Cases are trending upwards in about 20 out of 50 states, including former epicenters like New Jersey and New York that had seen cases decline for months.
Some of the biggest increases, on a percentage basis, are in North Dakota and Wisconsin, two states where cases have yet to peak and have steadily climbed since the pandemic started more than six months ago.
Other states like South Carolina and Utah peaked in July and cases have come down sharply only to recently rise again.
The epidemic first battered nursing homes in Washington state on the West Coast in January before quickly overwhelming New York City and Northeastern states in March and April.
The country enjoyed a reprieve during the early summer before seeing both cases and deaths spike in July. There is no clear consensus on what caused the spike but health officials point to Memorial Day parties, bars and other high-risk businesses reopening and the public being lulled into a false sense that the worst was over.

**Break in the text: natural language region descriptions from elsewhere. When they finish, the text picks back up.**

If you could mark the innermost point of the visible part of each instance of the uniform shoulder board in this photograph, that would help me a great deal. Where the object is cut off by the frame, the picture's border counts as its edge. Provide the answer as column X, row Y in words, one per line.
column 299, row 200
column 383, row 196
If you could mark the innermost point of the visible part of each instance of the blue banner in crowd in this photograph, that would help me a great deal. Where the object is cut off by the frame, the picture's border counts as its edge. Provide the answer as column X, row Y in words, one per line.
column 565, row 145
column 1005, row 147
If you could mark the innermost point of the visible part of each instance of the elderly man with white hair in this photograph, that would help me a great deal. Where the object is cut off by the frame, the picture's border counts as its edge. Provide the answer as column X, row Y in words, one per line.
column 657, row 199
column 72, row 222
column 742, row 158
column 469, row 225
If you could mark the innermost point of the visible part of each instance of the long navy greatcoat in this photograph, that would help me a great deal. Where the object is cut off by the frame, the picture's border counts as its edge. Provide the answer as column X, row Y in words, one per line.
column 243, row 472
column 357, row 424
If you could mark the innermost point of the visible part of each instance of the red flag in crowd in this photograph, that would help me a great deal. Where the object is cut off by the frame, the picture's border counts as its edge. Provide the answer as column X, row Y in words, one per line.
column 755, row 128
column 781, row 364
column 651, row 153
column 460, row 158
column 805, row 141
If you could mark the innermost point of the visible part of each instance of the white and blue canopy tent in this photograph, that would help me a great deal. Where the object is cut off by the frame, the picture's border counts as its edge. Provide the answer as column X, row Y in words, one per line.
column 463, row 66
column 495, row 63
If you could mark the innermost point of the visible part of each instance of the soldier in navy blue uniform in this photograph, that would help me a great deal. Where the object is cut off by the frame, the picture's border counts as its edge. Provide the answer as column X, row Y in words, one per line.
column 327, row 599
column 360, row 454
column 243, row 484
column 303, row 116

In the second wave during the summer, Arizona, California, Florida and Texas became the new epicenters - some of the most populous areas of the country.
Through a combination of more states requiring masks and new more targeted restrictions, that second wave has again ebbed. Still, the United States is reporting twice as many new cases each day as it did on its best days in the spring.
Former Food and Drug Administration Commissioner Scott Gottlieb told CNBC News that he worries a third wave could be more diffused and spread across a broader section of the country.
"I do think that we're going to have a third act of this virus in the fall and the winter and it's likely to be more pervasive spread in a broader part of the country," he said.